Son sigaramı yaktım. Zift gibi yapıştı ağzıma bu meret yıllardır. Kendimi oyalıyorum her nefeste, çayı da onsuz içemiyorum. Tam bir budalalık! Bakma, melankolik bir havası var, onu seviyorum. Bu huzurlu akşamlara daha bir yakışıyor melankoli. Bir de o çok sevdiğim kutlamayı açıyorum yanına. ‘’Memleketime çoktan bahar gelmiştir.’’ Babam işlerini bitirmiş, sert adıyamanından bir nefes çekiyordur şimdi mutlaka. Annem de en sevdiği dizinin karşısında uyuklamaktadır.
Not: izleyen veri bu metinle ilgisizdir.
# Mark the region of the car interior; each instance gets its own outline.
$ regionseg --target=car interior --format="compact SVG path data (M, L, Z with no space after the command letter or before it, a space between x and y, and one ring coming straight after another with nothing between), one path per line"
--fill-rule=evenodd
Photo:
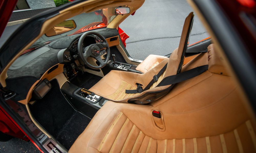
M254 115L214 36L188 47L193 12L176 49L143 61L130 56L118 29L144 1L88 1L45 21L40 33L82 12L130 11L17 55L1 77L43 134L39 140L71 152L256 151Z

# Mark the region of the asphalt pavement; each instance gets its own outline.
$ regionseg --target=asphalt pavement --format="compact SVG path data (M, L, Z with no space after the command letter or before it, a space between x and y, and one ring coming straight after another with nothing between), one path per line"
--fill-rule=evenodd
M126 40L126 48L130 55L143 60L151 54L164 56L172 53L178 46L186 17L193 11L185 0L146 0L134 15L129 16L120 26L130 36ZM72 19L77 24L88 24L76 21L83 21L82 17L82 14ZM20 25L6 28L0 38L0 46ZM209 36L195 14L190 43ZM41 39L38 41L43 41L43 37ZM0 152L38 152L39 150L31 142L14 138L7 142L0 142Z
M119 26L130 36L126 42L130 56L144 60L151 54L172 53L178 46L185 18L193 11L185 0L146 0ZM206 31L195 14L190 43L209 37Z

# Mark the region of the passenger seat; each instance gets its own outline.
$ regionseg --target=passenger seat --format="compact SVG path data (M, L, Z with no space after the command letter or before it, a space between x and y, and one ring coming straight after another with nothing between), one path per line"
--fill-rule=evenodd
M166 56L151 55L136 68L136 70L145 73L168 58Z
M214 45L208 50L182 68L208 64L208 70L151 105L107 102L69 152L255 152L256 126L247 102Z

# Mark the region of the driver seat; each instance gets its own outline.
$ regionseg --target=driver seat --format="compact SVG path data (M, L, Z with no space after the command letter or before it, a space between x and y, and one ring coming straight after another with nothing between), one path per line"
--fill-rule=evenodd
M146 103L156 100L166 94L172 87L173 85L156 86L165 78L180 72L187 48L187 36L190 34L194 15L193 12L191 12L186 18L179 47L174 51L169 58L164 59L154 68L143 74L112 70L89 90L112 101L121 103L128 101L137 103L138 101L141 104ZM148 89L140 93L125 93L126 90L136 90L137 84L140 84L142 88L145 88L153 77L167 63L166 70ZM166 92L159 93L159 92L164 90Z

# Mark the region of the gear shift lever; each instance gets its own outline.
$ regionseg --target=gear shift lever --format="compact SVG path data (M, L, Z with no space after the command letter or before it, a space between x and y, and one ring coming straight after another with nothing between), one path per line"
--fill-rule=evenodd
M113 66L114 67L117 67L118 66L117 64L116 64L115 63L115 55L112 54L112 58L113 58L113 61L114 61L114 65L113 65Z

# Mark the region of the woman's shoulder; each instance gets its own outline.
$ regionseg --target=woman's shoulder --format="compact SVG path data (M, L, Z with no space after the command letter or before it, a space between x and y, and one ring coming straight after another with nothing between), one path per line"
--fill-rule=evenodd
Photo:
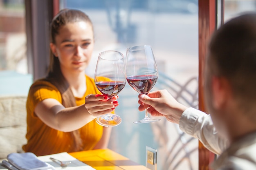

Ben, burada, bu küçük balkonda onları izliyorum.

Sokağın sonundaki ıhlamurun kokusunu bekliyorum, çayımın son bardağını yudumluyorum, rüzgarın beni üşütmesini istiyorum, yüreğimin sözcüklerini tüketiyorum. Başka ne ister insan, daha fazlası ne işine yarar?